Joe Flacco won his “negotiation” with the Baltimore Ravens by winning a Super Bowl and reaping the resulting contract. Jay Cutler could still do that, theoretically, but chances are beyond remote.
That confronts both Cutler and the Bears with a sticky contract situation. But it is one with a solution that falls neatly between the franchise tag of $16.2 million that GM Phil Emery doesn’t want to use; and a $100-million multi-year deal, which Cutler has not earned based on the kinds of playoff appearance and playing time that others in that echelon have achieved.
The answer lies in incentives. In simplest form, if Cutler is all in for the kind of bet Flacco made on himself, the Bears will be in position to do a multi-year deal with individual incentives based on games played and “team” incentives based on the Bears reaching the playoffs and advancing.
Because Cutler will play no more than 12 games this season if he returns for Monday’s Dallas game and plays the final four, any incentive starting with 13 games is defined as not-likely-to-be-earned. Meaning: It does not count against the current year’s salary cap. The Bears have done incentives based on team performance, and unless they make the 2013 playoffs, an incentive based on 2014 playoffs also is considered not likely to be earned.
Oversimplifying for illustration purposes: Cutler agrees to a contract paying him $15 million for 2014, and which pays $1 million per game more than 12, plus $1 million for the Bears reaching the postseason. If Cutler plays 16 games and the Bears are in the playoffs, Cutler has his $20 million.
Conflicting starting points
The hope of the Bears was to have questions surrounding Cutler as their franchise quarterback solved based on performance over the 2013 season. That hope has been compromised by Cutler injuries, two different ones (groin, ankle) costing him four full games-plus this season.
Adding up: Cutler has missed 12 of the last 56 Bears games with injuries in addition to significant chunks of three others (Detroit, Washington this year, NY Giants in 2010). Cutler has not played a 16-game season his first in Chicago (2009).
The result is a potential contract conundrum, a negotiation where Cutler’s side comes to the table with a quarterback who has gotten significantly better and has an arrow pointing up (the Bears are the first to say so); and the Bears point to the likelihood that they will need to pay a very good backup because won’t play 16 games.

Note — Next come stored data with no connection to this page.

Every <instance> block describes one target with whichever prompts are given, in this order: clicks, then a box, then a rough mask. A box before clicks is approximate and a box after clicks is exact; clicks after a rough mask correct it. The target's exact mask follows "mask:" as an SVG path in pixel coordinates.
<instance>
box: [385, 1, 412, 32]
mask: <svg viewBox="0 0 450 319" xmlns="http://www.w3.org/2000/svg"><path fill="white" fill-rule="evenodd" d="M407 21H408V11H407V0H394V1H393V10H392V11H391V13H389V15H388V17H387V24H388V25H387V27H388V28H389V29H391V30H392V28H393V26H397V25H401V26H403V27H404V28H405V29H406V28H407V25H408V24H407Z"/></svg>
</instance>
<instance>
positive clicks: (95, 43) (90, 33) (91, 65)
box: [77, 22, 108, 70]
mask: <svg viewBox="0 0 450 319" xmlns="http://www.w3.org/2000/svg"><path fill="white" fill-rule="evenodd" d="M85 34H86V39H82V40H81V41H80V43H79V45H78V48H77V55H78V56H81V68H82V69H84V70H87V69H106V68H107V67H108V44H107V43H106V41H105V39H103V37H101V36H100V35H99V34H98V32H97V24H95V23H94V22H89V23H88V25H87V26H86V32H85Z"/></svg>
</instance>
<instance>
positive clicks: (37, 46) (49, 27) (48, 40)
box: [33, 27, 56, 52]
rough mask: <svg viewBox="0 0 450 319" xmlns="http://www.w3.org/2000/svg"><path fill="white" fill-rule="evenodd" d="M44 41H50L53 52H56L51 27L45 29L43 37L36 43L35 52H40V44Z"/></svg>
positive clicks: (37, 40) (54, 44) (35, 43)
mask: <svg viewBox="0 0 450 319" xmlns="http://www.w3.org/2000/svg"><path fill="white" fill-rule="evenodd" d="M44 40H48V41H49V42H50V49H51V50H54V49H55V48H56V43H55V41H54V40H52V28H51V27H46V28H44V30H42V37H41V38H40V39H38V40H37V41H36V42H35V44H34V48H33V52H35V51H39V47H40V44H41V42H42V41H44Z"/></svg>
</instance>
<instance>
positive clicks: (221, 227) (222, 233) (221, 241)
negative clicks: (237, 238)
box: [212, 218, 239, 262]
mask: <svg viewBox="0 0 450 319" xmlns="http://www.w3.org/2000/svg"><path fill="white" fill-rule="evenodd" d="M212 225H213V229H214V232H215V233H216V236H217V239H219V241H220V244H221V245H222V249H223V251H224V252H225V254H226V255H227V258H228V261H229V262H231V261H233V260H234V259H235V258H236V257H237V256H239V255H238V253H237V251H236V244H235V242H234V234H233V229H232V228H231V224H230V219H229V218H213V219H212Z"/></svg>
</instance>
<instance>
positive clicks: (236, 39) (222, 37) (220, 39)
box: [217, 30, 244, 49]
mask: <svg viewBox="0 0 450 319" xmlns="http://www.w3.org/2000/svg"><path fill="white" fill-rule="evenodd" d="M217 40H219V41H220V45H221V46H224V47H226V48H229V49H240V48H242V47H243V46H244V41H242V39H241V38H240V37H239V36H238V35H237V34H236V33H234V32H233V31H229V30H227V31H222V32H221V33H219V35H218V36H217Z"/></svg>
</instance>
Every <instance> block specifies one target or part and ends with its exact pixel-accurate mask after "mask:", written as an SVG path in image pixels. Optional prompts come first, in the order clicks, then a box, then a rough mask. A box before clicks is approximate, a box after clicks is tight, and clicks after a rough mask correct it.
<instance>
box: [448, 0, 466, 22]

And both sides will be right.
Emery evinced no hesitation when he placed the franchise tag on running back Matt Forte in 2012 and Henry Melton in 2013. He showed decidedly less enthusiasm for employing it for the quarterback position, which would pose a massive lump in the Bears’ salary cap. Best guess is that using it would be done with a realistic hope of reaching a long-term deal, as it was in Forte’s case, rather than simply being the only way to keep a key player when no deal was in sight, as in Melton’s case.
In Cutler’s case, if the Bears play more than 16 games next season with him as their franchise quarterback, another guess is that they will not mind paying market price for the quarterback who would have had a huge hand in getting them there.